September 6, 2001





Salons E, F and G

Gaithersburg Marriott

9751 Washingtonian Blvd.

Gaithersburg, Maryland









Medical Devices Dispute Resolution Panel

September 6, 2001

Panel Participants

Scott D. Ramsey, MD, PhD

Acting Panel Chair

Mark D. Carlson, MD, MA

Voting Member

Ralph B. DíAgostino, PhD

Temporary Voting Member

Gerald J. Shirk, MD

Temporary Voting Member

Kim L. Thornton, MD

Temporary Voting Member

Hector Hugo Gonzalez, RN, PhD

Consumer Representative

Judy Gordon, DVM

Industry Representative

FDA Participants

Les Weinstein, Esq

CDRH Ombudsman and

Executive Secretary, Medical Devices Dispute Resolution Panel

David Kraus, PhD

Office of Device Evaluation

Roxolana Horbowyj, MD

Office of Device Evaluation

Richard Kotz

Office of Surveillance and Biometrics





Acting Panel Chair Scott Ramsey, MD, PhD, called the session to order at 8:08 AM by reading the summary of the scientific issues in dispute. He noted on November 15, 2000 the Office of Device Evaluation (ODE) in FDAís Center for Devices and Radiologic Health sent Lifecore Biomedical a "not approvable" letter for its Premarket Approval Application (PMA) P990015, Intergel Adhesion Prevention Solution.

In the process of determining the safety and effectiveness of this device, todayís panel would have to determine 1) whether there is a clinically significant difference between Intergel Solution and the control and 2) whether the benefits outweigh the potential risks (in particular, the risk of infection) of this device.

Dr. Ramsey asked the panel members to introduce themselves, which they did.

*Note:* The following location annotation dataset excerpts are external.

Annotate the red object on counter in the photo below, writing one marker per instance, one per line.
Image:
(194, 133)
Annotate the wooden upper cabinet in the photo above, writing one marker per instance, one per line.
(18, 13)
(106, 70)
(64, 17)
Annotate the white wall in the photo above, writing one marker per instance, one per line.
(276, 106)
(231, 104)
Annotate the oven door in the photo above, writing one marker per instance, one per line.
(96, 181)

Panel Executive Secretary Les Weinstein read for the record temporary voting status for Drs. DíAgostino, Shirk and Thornton. He then read the conflict of interest statement and noted that a waiver was granted to Dr. DíAgostino. The agency had taken into consideration other matters regarding Drs. Carlson and DíAgostino and had allowed their full participation in todayís panel meeting.

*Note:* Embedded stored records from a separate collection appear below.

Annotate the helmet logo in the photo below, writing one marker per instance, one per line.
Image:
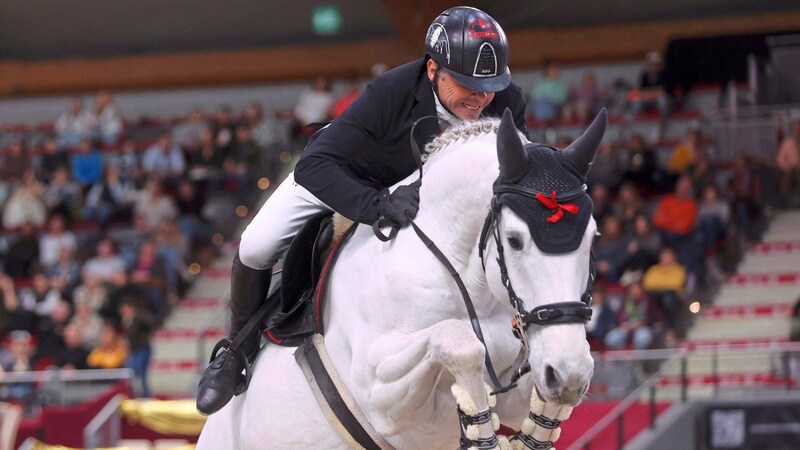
(438, 41)
(486, 64)
(481, 29)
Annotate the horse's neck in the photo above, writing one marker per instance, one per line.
(455, 195)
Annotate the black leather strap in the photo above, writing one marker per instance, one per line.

Michael Kettel, MD, a Principal Investigator of Intergel stated that this product reduced adhesions at the surgical site and also at distant sites from the surgical area.

Lena Holmdahl, MD, PhD, a medical researcher of adhesion formation and treatment of adhesions in Goteborg, Sweden noted that due to various reasons, clinical outcome studies cannot be completed in the pre-market approval phase of this device.

Russell Malinak, MD, an emeritus professor of Obstetrics and Gynecology at Baylor College of Medicine, had participated in the Intergel Pivotal Study and found the product both safe and effective. He added that the study was well designed, chose the right outcome (the adhesions), and focused on the appropriate site (the adnexa).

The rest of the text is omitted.